问题描述

我是计算机科学在德国的学生。我的教授给使用以下问题来思考：

I'm a student of computer science in Germany. My professor gave use the following question to think about:

给定的参考节点中单个链表（它不是最后一个节点）。给出一个算法，从具有O（1）复杂性，同时保持完整性列表中删除这个元素。

'Given a reference to a node in a single linked list (which is not the last node). Give an algorithm to delete this element from the list which has O(1) complexity while maintaining the integrity'.

我想到了这一点，但我pretty的肯定，有没有这样的算法。因为它是一个单链表，您必须通过列表中的每个节点的循环，直到你达到应删除节点，因为你要修改下，指针在该节点的删除。这将导致O（n）的复杂性。

I thought about this, but I'm pretty sure, that there is no such algorithm. since it is a single linked list, you must loop through every node in the list until you reach the node which should be delete, because you have to modify the next-Pointer in the node before the deleted. Which would lead to O(n) complexity.

我缺少什么？

推荐答案

这取决于节点是否是可变的（价值）。

It depends on whether or not the nodes are mutable (in value).

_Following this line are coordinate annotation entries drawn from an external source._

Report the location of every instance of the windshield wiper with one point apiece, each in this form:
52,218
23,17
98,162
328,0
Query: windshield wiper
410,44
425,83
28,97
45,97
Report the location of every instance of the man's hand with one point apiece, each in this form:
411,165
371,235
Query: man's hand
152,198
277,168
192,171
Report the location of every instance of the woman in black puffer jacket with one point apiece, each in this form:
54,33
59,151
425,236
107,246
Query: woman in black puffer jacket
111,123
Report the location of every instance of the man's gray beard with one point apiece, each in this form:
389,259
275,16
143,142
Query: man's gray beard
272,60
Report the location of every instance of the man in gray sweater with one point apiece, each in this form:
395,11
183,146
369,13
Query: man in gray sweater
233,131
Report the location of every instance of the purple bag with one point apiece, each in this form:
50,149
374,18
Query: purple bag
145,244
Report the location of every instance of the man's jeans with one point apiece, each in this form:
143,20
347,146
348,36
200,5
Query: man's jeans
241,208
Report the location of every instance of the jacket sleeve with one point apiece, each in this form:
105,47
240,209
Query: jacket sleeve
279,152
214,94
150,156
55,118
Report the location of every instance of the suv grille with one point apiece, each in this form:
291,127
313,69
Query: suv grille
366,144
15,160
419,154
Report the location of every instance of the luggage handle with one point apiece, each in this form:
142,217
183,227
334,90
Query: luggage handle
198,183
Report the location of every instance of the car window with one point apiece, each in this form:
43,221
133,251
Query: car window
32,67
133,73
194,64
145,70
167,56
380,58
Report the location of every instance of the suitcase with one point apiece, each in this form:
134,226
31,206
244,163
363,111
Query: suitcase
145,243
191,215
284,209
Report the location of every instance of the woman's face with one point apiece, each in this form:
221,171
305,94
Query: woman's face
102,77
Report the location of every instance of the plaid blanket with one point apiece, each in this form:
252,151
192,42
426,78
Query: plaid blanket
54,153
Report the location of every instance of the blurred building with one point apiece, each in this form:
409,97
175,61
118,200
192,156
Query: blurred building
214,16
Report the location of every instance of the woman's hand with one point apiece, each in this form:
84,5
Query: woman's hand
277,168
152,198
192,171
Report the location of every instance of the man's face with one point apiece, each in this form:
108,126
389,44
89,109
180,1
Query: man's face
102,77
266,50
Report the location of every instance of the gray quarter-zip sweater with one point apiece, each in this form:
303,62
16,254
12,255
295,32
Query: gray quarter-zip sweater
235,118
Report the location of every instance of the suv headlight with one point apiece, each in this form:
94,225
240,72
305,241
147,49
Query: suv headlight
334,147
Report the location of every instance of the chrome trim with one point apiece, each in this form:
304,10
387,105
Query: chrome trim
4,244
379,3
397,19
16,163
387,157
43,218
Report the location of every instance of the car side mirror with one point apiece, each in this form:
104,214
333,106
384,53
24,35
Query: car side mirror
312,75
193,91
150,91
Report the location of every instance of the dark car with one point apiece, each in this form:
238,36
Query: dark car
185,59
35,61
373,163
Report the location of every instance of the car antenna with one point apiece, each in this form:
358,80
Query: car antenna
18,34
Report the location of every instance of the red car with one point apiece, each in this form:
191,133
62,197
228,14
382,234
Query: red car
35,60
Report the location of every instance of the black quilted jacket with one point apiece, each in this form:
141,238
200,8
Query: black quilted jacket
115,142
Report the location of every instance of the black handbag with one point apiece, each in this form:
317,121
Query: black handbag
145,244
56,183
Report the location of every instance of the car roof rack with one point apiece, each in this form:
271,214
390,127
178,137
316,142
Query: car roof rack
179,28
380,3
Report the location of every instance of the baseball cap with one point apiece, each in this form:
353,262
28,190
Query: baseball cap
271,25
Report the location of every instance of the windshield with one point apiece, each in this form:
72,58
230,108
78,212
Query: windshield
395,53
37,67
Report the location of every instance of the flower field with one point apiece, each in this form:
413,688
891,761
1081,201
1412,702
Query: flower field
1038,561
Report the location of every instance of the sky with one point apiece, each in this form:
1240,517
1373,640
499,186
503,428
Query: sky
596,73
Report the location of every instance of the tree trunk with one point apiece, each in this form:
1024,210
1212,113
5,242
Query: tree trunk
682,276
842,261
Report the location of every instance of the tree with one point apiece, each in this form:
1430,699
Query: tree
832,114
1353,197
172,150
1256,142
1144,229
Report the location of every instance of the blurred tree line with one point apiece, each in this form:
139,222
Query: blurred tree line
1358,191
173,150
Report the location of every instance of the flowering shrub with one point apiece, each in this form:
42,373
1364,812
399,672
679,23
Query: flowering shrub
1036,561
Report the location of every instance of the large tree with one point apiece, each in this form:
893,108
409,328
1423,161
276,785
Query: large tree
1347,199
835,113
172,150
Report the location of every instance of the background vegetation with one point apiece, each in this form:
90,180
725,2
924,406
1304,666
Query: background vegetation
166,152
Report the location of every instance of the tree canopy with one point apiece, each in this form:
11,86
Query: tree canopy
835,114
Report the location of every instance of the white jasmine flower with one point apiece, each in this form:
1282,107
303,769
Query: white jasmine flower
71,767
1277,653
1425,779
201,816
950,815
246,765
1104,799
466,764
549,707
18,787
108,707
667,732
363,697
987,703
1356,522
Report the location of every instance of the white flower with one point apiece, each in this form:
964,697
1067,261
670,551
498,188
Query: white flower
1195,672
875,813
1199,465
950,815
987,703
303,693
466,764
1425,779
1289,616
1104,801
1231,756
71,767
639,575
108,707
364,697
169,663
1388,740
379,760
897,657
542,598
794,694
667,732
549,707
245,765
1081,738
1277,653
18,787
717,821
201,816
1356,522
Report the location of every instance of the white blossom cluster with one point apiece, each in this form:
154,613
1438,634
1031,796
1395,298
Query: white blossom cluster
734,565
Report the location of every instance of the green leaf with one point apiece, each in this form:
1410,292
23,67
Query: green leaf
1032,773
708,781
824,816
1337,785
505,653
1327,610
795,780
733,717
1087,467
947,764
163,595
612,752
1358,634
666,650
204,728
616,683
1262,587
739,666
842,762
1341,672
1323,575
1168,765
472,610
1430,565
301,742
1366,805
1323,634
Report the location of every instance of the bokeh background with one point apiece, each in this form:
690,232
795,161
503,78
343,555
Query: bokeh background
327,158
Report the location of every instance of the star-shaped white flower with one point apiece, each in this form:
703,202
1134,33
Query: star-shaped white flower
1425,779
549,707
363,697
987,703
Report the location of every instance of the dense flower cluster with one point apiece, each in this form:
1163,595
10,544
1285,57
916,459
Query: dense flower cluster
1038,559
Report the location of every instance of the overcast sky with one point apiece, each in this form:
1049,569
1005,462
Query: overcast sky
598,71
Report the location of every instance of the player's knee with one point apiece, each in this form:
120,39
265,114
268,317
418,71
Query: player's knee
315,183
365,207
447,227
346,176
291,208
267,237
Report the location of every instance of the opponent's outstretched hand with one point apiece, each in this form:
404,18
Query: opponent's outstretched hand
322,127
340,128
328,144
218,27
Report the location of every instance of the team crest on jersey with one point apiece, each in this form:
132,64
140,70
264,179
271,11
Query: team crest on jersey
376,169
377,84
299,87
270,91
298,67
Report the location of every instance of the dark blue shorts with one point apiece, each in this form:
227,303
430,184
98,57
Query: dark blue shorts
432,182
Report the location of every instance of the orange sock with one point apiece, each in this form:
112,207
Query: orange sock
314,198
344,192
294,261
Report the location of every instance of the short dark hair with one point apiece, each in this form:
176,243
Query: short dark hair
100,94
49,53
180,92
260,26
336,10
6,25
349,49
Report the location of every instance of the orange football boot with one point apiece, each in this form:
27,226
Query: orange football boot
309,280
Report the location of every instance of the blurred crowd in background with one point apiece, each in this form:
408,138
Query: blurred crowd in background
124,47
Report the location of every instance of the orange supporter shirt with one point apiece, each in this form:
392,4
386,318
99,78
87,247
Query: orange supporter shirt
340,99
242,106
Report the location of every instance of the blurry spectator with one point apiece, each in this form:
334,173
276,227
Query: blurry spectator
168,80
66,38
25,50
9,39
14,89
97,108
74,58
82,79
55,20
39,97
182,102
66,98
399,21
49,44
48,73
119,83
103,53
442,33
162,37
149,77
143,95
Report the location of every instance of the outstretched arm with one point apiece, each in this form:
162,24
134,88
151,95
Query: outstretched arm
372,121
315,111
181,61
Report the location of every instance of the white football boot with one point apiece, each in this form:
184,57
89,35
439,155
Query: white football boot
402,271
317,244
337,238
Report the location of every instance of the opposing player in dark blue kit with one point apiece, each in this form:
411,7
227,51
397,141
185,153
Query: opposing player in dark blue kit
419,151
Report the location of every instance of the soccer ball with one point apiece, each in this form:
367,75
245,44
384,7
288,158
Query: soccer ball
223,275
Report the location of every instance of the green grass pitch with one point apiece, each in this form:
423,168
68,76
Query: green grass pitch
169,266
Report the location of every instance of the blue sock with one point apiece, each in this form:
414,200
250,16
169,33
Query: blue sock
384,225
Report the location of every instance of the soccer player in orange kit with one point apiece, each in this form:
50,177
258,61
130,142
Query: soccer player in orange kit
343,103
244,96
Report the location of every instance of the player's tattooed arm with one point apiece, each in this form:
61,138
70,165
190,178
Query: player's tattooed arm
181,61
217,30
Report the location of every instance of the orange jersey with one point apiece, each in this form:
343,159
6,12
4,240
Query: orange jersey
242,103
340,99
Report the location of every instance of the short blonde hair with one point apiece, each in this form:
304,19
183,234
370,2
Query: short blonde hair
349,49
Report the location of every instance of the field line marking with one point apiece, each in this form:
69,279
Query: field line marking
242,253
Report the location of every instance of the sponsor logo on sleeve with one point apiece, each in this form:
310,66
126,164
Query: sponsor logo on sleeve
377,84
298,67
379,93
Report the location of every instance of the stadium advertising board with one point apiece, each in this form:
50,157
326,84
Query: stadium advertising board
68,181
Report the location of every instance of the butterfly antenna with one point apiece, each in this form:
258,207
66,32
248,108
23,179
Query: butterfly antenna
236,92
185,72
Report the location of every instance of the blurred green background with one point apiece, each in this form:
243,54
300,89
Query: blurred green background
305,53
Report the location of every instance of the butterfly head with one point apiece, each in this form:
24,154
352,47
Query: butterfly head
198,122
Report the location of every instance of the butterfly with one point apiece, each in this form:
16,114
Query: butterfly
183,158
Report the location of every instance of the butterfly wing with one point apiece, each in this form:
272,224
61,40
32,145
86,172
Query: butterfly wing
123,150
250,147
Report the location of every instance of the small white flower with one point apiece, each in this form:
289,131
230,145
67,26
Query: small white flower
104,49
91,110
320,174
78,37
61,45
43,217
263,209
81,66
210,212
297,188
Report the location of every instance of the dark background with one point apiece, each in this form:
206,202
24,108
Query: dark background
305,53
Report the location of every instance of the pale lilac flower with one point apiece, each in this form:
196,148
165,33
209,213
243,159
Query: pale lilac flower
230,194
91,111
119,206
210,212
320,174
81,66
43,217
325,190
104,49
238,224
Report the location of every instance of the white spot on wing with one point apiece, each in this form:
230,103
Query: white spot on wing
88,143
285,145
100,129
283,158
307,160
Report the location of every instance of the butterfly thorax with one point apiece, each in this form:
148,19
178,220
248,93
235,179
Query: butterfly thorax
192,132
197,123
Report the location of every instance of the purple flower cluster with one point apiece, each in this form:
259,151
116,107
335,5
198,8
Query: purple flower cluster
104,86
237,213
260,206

目前的是的做，如果你可以做你喜欢和什么样的节点的方式：

There is a way of doing it, if you can do what you like with the nodes:

toDelete.value = toDelete.next.value
toDelete.next = toDelete.next.next

所有的 toDelete 的信息已经被覆盖，在旧的信息 toDelete.next 。 （根据不同的平台上，你可能会需要释放旧 toDelete.next - 这意味着保持一个临时参考它不是很好的，如果其他人仍具有参考。它，当然，在Java / C＃中，你会忽略它。）

All the information from toDelete has now been overwritten, by the information in the old toDelete.next. (Depending on the platform, you may then need to free the old toDelete.next - which means keeping a temporary reference to it. Not good if anyone else still has a reference to it, of course. In Java/C# you'd just ignore it.)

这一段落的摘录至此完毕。